I've never liked the American term "Brain Washing" not least because it is a rather clumsy and archaic abstraction which was hastily pounced upon by the media in the wake of some alarming studies undertaken by the US military in the wake of the Korean war.

A far better phrase has been commonly used by the Chinese to describe very real and twice as disturbing effects on the human mind brought about by a variety of methods (some of which, admittedly, weren't strictly ethical) - "Thought Reform".

As an aside, I recently read a couple of well researched books that were based on recently declassified CIA files relating to Project Artichoke (which subsequently came under the rubric of MK-ULTRA).

For years people have laughed off the notion that a person's entire personality can be overwritten and/or augmented (undetected by even the person himself) through the delivery of various stimuli thus creating a "Manchurian Candidate". Whilst it is true that the initial evidence for such (American POWs returning from the Korean war) was ultimately proved bogus - it is patently clear even from redacted documents that the CIA not only believed it was possible in the 1960s - they'd actually tested the theory successfully in a variety of field studies. This news was so politically explosive that when the House Select Committee on Assassinations convened during the 70s, the then CIA director, Richard Helms, burned almost all of his notes.

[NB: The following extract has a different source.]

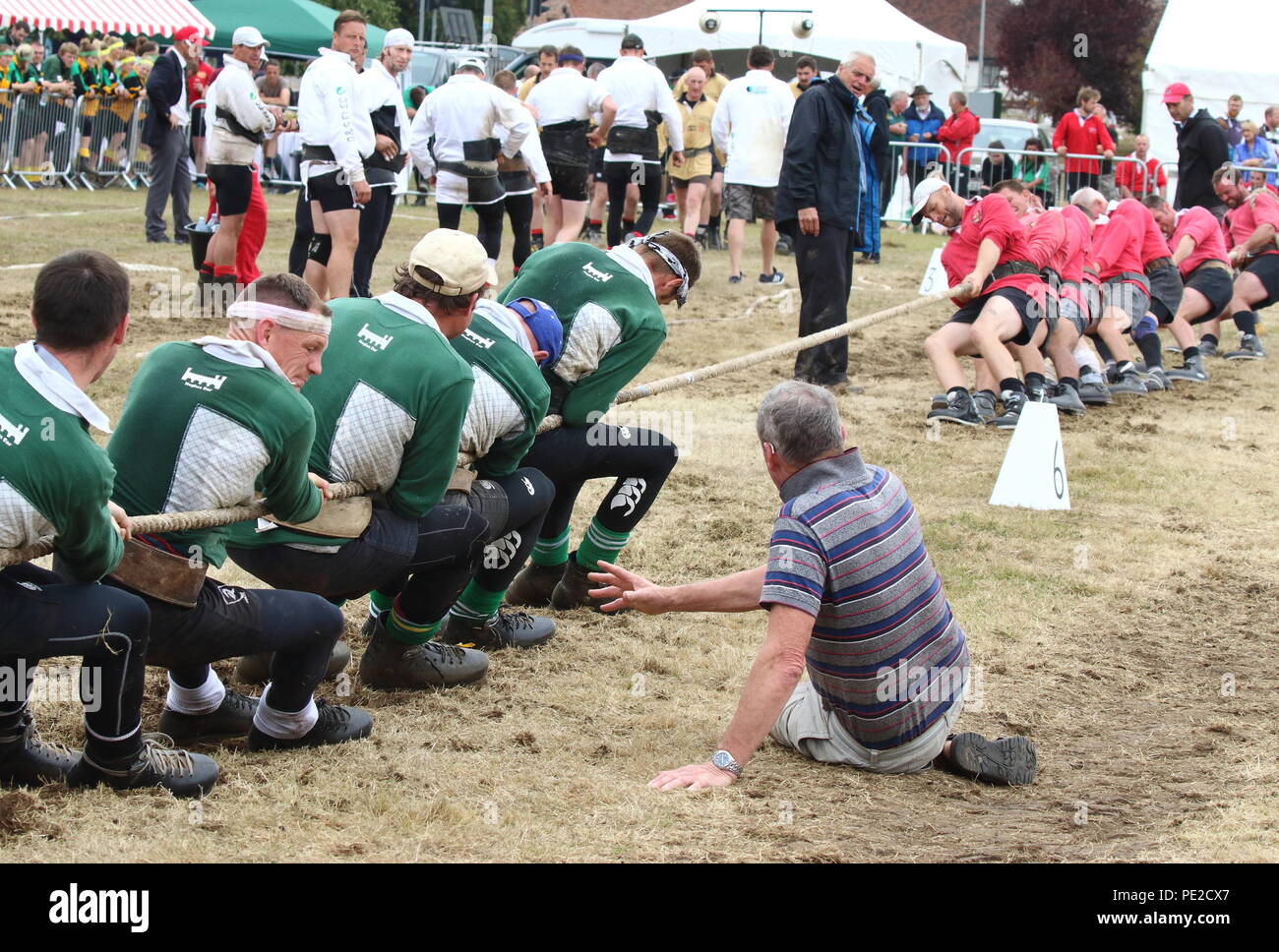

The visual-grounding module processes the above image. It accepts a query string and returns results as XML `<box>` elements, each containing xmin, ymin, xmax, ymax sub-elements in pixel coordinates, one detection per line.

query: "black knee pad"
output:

The above is certainly an extreme example of psychological conditioning and the techniques of implementation are far in excess of anything used in advertising. But the MK-ULTRA scientists ultimately discovered that human beings simply didn't require heavy doses of psychoactive drugs, long periods of isolation etc. anyway for significant behaviour modification. Which is precisely what Edward Bernays and his "public relations" acolytes had been telling them for years.

Indeed, the application of simple operant conditioning turned the 70-95% of American servicemen who found it difficult to impossible to fire their weapons at a distance of 30 feet from the enemy in WWII into the ruthless killers of today who fire without thought to the consequences.

The truth is - human beings are a lot easier to control than any of us dare think.